- Location of Brimson, Missouri
- Coordinates: 40°08′42″N 93°44′18″W﻿ / ﻿40.14500°N 93.73833°W
- Country: United States
- State: Missouri
- County: Grundy

Area
- • Total: 0.089 sq mi (0.23 km^{2})
- • Land: 0.089 sq mi (0.23 km^{2})
- • Water: 0 sq mi (0.00 km^{2})
- Elevation: 791 ft (241 m)

Population (2020)
- • Total: 50
- • Density: 574.7/sq mi (221.89/km^{2})
- Time zone: UTC-6 (Central (CST))
- • Summer (DST): UTC-5 (CDT)
- FIPS code: 29-08470
- GNIS feature ID: 2397456

= Brimson, Missouri =

Brimson is a village in western Grundy County, Missouri, United States. The population was 50 at the 2020 census.

==History==
Brimson was laid out in 1898, and named after W. G. Brimson, a railroad official. A post office called Brimson was established in 1901, and remained in operation until 1978.

==Geography==
Brimson is located on Missouri Route 146 approximately eight miles northwest of Trenton. The Grundy-Harrison county line is 1.2 miles to the west and Gilman City is approximately six miles to the west. Sugar Creek flows past the south side of the community. Crowder State Park is three miles to the southeast.

According to the United States Census Bureau, the village has a total area of 0.09 sqmi, all land.

==Demographics==

Historical population
| Census | Pop. | Note | %± |
| 1910 | 104 |  | — |
| 1920 | 171 |  | 64.4% |
| 1930 | 181 |  | 5.8% |
| 1940 | 193 |  | 6.6% |
| 1950 | 139 |  | −28.0% |
| 1960 | 107 |  | −23.0% |
| 1970 | 103 |  | −3.7% |
| 1980 | 104 |  | 1.0% |
| 1990 | 72 |  | −30.8% |
| 2000 | 63 |  | −12.5% |
| 2010 | 63 |  | 0.0% |
| 2020 | 50 |  | −20.6% |
U.S. Decennial Census

===2010 census===
At the 2010 census, there were 63 people, 30 households and 22 families living in the village. The population density was 700.0 PD/sqmi. There were 34 housing units at an average density of 377.8 /sqmi. The racial makeup of the village was 100.0% White.

There were 30 households, of which 20.0% had children under the age of 18 living with them, 53.3% were married couples living together, 6.7% had a female householder with no husband present, 13.3% had a male householder with no wife present, and 26.7% were non-families. 26.7% of all households were made up of individuals, and 13.3% had someone living alone who was 65 years of age or older. The average household size was 2.10 and the average family size was 2.50.

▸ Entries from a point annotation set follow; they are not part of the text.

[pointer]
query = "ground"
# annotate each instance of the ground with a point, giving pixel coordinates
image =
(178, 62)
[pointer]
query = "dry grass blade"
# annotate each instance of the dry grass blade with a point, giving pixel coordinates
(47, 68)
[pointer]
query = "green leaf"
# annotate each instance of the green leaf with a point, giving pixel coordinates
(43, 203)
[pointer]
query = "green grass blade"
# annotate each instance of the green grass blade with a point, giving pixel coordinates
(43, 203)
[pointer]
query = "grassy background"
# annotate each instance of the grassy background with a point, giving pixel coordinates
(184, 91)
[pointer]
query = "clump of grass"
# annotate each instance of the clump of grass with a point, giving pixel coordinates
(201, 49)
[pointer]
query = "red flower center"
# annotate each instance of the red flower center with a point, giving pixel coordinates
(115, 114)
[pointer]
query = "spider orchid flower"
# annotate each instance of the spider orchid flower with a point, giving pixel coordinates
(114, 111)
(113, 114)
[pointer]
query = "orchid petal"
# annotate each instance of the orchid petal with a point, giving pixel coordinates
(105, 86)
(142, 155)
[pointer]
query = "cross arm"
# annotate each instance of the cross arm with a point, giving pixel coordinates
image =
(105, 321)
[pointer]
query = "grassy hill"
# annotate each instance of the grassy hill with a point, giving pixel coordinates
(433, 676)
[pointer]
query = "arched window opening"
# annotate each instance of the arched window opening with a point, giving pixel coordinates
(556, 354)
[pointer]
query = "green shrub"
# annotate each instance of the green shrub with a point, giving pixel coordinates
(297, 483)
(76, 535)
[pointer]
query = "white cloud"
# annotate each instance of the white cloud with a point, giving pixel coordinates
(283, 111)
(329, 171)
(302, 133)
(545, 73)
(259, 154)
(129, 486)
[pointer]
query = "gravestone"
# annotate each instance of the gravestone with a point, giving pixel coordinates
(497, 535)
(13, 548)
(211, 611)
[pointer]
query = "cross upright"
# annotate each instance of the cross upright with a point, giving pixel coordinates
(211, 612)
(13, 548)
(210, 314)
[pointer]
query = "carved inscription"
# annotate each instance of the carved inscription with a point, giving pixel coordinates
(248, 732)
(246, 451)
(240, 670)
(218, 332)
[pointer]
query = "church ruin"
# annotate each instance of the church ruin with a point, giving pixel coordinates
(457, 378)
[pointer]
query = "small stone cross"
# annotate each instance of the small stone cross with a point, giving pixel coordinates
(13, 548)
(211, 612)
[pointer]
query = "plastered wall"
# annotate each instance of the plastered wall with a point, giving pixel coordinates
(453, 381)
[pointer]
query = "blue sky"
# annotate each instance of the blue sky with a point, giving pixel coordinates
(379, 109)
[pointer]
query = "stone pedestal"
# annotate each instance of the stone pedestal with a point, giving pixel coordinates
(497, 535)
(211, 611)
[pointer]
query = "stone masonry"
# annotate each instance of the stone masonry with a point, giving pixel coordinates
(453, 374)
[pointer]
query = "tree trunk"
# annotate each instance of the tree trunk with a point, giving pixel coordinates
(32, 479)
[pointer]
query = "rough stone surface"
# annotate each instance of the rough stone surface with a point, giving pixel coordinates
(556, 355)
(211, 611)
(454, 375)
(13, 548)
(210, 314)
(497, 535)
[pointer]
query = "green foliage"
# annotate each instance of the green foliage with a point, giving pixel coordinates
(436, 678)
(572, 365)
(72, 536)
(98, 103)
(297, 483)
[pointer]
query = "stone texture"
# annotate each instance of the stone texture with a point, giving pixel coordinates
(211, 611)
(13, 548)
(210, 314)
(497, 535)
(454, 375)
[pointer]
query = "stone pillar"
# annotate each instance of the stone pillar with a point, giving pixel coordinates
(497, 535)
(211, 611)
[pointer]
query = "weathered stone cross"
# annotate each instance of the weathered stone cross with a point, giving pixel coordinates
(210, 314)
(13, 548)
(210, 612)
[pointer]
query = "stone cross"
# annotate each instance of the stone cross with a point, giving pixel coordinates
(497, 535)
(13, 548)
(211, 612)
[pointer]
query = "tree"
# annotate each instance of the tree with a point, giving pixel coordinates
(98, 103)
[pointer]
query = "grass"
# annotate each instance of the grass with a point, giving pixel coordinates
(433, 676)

The median age was 45.8 years. 14.3% of residents were under the age of 18; 9.6% were between the ages of 18 and 24; 23.8% were from 25 to 44; 33.2% were from 45 to 64; and 19% were 65 years of age or older. The population was 50.8% male and 49.2% female.

===2000 census===
At the 2000 census, there were 63 people, 29 households and 18 families living in the village. The population density was 737.9 PD/sqmi. There were 36 housing units at an average density of 421.6 /sqmi. The racial makeup was 98.41% White and 1.59% from two or more races.

There were 29 households, of which 34.5% had children under the age of 18 living with them, 48.3% were married couples living together, 10.3% had a female householder with no husband present, and 37.9% were non-families. 37.9% of all households were made up of individuals, and 17.2% had someone living alone who was 65 years of age or older. The average household size was 2.17 and the average family size was 2.83.

28.6% of the population were under the age of 18, 3.2% from 18 to 24, 30.2% from 25 to 44, 23.8% from 45 to 64, and 14.3% who were 65 years of age or older. The median age was 36 years. For every 100 females, there were 90.9 males. For every 100 females age 18 and over, there were 80.0 males.

The median household income was $19,000 and the median family income was $21,250. Males had a median income of $17,500 and females $19,583. The per capita income was $13,368. There were 20.0% of families and 12.2% of the population living below the poverty line, including 42.9% of under eighteens and none of those over 64.